There’s a tide in the affairs of cruise ships, which taken at the flood, leads on to fortune – to paraphrase Brutus in Shakespeare’s Julius Caesar.
Each spring, a fleet of them make their way to Europe and spend the summer sailing the Mediterranean, the Baltic, and the Norwegian fjords. Each autumn, when the days shorten and the temperatures drop, those ships turn round and head back to the warm waters of the Caribbean.
Next year there’s one ship which won’t be heading west. Not just any ship either; it’s the Independence of the Seas (pictured above in Southampton) which arrives back here this weekend and which, until November at least can still lay joint claim to the title of biggest cruise ship in the world.

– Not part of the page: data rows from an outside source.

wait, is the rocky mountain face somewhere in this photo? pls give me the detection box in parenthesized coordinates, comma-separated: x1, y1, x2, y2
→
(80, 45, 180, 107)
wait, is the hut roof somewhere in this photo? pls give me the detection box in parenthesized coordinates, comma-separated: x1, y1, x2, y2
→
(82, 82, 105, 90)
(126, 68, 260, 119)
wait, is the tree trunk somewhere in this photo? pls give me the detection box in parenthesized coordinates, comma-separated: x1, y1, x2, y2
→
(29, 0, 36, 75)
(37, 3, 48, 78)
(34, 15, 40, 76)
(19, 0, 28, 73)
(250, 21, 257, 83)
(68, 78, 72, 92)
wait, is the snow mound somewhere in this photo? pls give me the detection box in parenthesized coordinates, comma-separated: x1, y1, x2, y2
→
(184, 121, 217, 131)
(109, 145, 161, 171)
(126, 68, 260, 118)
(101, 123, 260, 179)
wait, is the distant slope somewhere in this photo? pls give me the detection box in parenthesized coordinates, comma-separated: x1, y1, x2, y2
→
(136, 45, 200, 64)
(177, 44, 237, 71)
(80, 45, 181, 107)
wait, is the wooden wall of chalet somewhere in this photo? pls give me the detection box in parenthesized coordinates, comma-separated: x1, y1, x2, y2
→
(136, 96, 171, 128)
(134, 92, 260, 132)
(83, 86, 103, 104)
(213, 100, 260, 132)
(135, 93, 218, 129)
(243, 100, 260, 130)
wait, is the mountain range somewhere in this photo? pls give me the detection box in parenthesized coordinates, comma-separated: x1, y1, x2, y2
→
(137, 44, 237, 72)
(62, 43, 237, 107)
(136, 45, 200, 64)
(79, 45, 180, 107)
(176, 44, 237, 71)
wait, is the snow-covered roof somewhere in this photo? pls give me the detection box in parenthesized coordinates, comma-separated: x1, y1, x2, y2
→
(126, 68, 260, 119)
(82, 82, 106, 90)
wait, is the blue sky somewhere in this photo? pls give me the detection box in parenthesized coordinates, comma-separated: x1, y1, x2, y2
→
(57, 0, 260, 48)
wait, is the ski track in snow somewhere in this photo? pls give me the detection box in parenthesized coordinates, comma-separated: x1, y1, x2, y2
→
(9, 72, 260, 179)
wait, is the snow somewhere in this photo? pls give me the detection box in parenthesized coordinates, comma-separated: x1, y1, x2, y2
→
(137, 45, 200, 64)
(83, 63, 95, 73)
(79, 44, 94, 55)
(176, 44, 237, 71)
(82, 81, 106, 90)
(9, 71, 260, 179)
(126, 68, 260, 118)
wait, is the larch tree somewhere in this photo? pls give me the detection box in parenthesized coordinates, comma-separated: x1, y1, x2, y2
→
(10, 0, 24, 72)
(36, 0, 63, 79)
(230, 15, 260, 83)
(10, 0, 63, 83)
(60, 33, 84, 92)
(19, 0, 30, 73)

From 2010, the 4,000-passenger Independence will be sailing from the UK year-round, spending the winter sailing a total of 15 cruises to the Western Med and the Canaries, with a handful of short breaks thrown in.
By then it will have lost its “biggest” crown to Royal Caribbean sister ship Oasis of the Seas, which will carry 6,300 passengers. And it is precisely because Oasis will be cruising from Fort Lauderdale to the Caribbean year-round that Independence is being relocated to a different market.
Royal Caribbean are placing great faith in their ability to find another 60,000 passengers a year to sail out of UK, but with a floating resort – complete with a FlowRider surf reef, a climbing wall, ice rink, theatre, casino, spa and luxury restaurants – which combines the attractions of Center Parcs and a theme park they should be able to pull it off.
It can only be good news for British cruise passengers.
Incidentally, the full Shakespeare quote continues: “On such a full sea are we now afloat, and we must take the current when it serves, or lose our ventures.” Quite appropriate really. I wonder if Royal Caribbean’s Richard Fain has been reading his Julius Caesar.